Rob Hughes, a marine biologist at Queen Mary University of London who has also studied ragworm feeding habits but wasn’t involved in the new research, calls the finding “quite interesting.” He points out, though, that a ragworm’s ability to eat a seed depends on its size. It’s possible that the worms in Zhu’s experiment were simply too small to get their mouths around the seeds, so perhaps smaller worms pull seeds into their burrows “without any gardening intent,” Hughes says, then find they can’t eat the seeds until they sprout.
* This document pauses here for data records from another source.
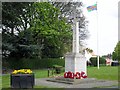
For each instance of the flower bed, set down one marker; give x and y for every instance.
(23, 78)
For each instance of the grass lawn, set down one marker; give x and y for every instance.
(105, 73)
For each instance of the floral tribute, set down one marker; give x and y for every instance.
(22, 71)
(76, 75)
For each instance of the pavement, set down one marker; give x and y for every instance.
(95, 84)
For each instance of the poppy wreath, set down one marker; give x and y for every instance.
(83, 75)
(78, 75)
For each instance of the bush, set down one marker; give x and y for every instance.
(94, 61)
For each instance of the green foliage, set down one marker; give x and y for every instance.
(94, 61)
(36, 25)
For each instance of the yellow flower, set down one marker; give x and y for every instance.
(22, 71)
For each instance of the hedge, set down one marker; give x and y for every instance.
(35, 63)
(94, 61)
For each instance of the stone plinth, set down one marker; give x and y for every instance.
(75, 62)
(71, 81)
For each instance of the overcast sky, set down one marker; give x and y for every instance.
(104, 21)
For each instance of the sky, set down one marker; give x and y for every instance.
(102, 26)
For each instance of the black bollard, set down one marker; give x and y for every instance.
(48, 72)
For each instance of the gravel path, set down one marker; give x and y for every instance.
(97, 83)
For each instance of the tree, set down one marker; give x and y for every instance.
(38, 24)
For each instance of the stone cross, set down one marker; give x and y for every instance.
(75, 61)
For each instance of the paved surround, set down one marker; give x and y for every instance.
(97, 83)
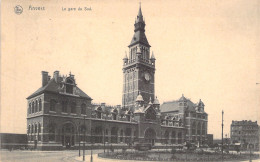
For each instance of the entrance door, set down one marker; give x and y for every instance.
(67, 141)
(150, 136)
(68, 133)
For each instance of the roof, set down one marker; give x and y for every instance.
(156, 101)
(54, 87)
(139, 98)
(174, 105)
(139, 37)
(170, 106)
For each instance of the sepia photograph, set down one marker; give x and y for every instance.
(130, 81)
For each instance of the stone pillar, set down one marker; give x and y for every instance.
(176, 137)
(109, 135)
(170, 137)
(118, 135)
(123, 135)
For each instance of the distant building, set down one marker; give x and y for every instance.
(210, 140)
(246, 133)
(193, 116)
(60, 114)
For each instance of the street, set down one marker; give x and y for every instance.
(35, 156)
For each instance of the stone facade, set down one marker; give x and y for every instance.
(246, 133)
(189, 115)
(60, 114)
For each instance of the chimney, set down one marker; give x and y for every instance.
(44, 78)
(56, 75)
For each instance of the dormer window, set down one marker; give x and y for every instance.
(150, 114)
(69, 86)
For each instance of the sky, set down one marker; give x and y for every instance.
(205, 50)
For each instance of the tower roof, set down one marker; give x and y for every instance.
(201, 103)
(152, 57)
(139, 36)
(140, 15)
(139, 98)
(182, 98)
(156, 101)
(125, 58)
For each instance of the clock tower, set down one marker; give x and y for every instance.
(139, 68)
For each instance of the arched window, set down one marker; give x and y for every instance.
(51, 132)
(28, 132)
(32, 107)
(173, 140)
(166, 136)
(199, 129)
(150, 114)
(29, 129)
(40, 105)
(39, 131)
(35, 128)
(69, 86)
(73, 107)
(194, 128)
(99, 112)
(64, 106)
(39, 128)
(52, 105)
(121, 135)
(114, 114)
(32, 129)
(83, 109)
(36, 106)
(203, 129)
(179, 138)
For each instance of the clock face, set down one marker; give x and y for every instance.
(147, 76)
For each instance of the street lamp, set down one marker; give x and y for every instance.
(222, 135)
(91, 158)
(79, 137)
(84, 139)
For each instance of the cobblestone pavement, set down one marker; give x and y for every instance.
(54, 156)
(41, 156)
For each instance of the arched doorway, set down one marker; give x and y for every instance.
(68, 135)
(150, 136)
(114, 135)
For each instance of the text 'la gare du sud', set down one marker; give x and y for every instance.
(76, 9)
(42, 8)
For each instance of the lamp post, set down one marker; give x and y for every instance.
(104, 134)
(84, 139)
(79, 137)
(91, 158)
(222, 135)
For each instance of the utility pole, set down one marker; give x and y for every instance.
(84, 139)
(79, 137)
(91, 158)
(222, 135)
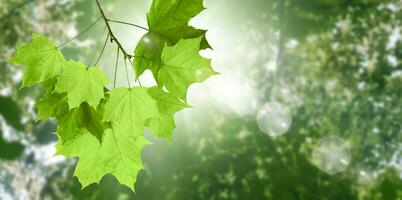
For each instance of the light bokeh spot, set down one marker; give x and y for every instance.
(332, 154)
(274, 119)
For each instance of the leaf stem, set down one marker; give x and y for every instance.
(79, 34)
(127, 23)
(115, 68)
(103, 49)
(138, 77)
(112, 36)
(97, 46)
(128, 80)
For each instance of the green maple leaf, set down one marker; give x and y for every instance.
(168, 105)
(119, 154)
(52, 105)
(42, 59)
(182, 66)
(164, 28)
(82, 84)
(77, 119)
(130, 107)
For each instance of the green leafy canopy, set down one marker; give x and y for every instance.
(105, 127)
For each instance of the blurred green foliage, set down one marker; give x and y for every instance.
(344, 76)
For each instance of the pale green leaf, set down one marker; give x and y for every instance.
(82, 84)
(163, 125)
(182, 66)
(42, 59)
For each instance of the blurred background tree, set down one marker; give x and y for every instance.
(334, 64)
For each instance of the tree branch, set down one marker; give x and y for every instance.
(126, 23)
(112, 36)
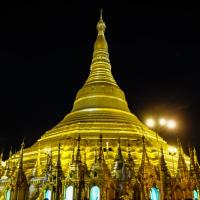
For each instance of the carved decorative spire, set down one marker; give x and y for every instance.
(59, 175)
(37, 171)
(118, 168)
(101, 157)
(194, 166)
(164, 176)
(145, 158)
(182, 170)
(78, 151)
(19, 179)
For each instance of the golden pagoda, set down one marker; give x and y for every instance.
(100, 150)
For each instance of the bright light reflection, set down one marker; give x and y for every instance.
(172, 150)
(171, 124)
(150, 122)
(162, 122)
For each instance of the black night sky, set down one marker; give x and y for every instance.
(45, 55)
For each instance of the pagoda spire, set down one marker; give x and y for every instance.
(101, 157)
(164, 176)
(19, 180)
(194, 166)
(145, 158)
(78, 151)
(100, 89)
(59, 174)
(182, 170)
(37, 171)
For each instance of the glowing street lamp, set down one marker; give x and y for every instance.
(162, 122)
(172, 151)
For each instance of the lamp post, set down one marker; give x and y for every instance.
(172, 152)
(160, 123)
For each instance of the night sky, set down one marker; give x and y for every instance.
(46, 51)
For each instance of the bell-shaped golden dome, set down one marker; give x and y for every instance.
(100, 104)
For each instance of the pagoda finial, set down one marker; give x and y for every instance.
(101, 25)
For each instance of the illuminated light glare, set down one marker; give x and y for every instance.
(8, 194)
(171, 124)
(3, 163)
(47, 194)
(150, 122)
(162, 122)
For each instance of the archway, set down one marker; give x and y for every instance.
(154, 193)
(69, 193)
(95, 193)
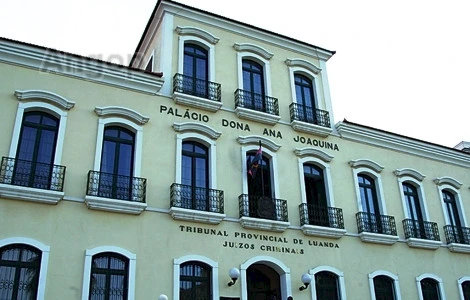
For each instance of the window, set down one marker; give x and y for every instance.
(109, 274)
(195, 280)
(117, 163)
(19, 272)
(109, 277)
(304, 95)
(195, 70)
(195, 277)
(195, 176)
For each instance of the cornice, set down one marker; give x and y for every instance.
(52, 98)
(368, 136)
(79, 67)
(123, 112)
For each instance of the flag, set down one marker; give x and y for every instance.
(255, 162)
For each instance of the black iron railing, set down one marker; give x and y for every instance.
(258, 102)
(263, 207)
(421, 230)
(368, 222)
(457, 234)
(196, 87)
(107, 185)
(32, 174)
(321, 216)
(303, 113)
(196, 198)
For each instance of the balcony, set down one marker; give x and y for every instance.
(256, 107)
(31, 181)
(196, 93)
(190, 203)
(380, 229)
(421, 234)
(310, 120)
(457, 238)
(115, 193)
(321, 221)
(263, 213)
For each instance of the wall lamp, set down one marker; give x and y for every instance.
(306, 279)
(234, 273)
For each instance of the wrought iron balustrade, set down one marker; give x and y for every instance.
(369, 222)
(196, 198)
(321, 216)
(108, 185)
(263, 207)
(32, 174)
(303, 113)
(196, 87)
(421, 230)
(457, 234)
(258, 102)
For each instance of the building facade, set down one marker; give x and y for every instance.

If ragworms really are gathering seeds to grow, they’re more like hobbyist gardeners than full-time farmers. And that sets them apart from other farming animals, of which there are many. Ants and ambrosia beetles farm fungi for eating. Termites farm different fungi that help them break down the wood they eat. Marine snails scrape the flesh from marsh grasses, then eat the fungi that infect those wounds. Damselfish tend plots of their favorite algae, weeding them and defending them against other grazers.

All of these species rely on their gardens to eat, Chu says. But ragworms only grow food as a supplement to their usual diets, not a staple crop. That makes ragworm gardening one of a kind.

Octopuses, incidentally, don’t garden at all. Some pile up shells, stones, and refuse outside the entrances to their dens, creating the “garden” that’s really more of a garbage heap. If you’re hoping for a meal after all the singing and dancing around, you’re better off visiting the home of a ragworm.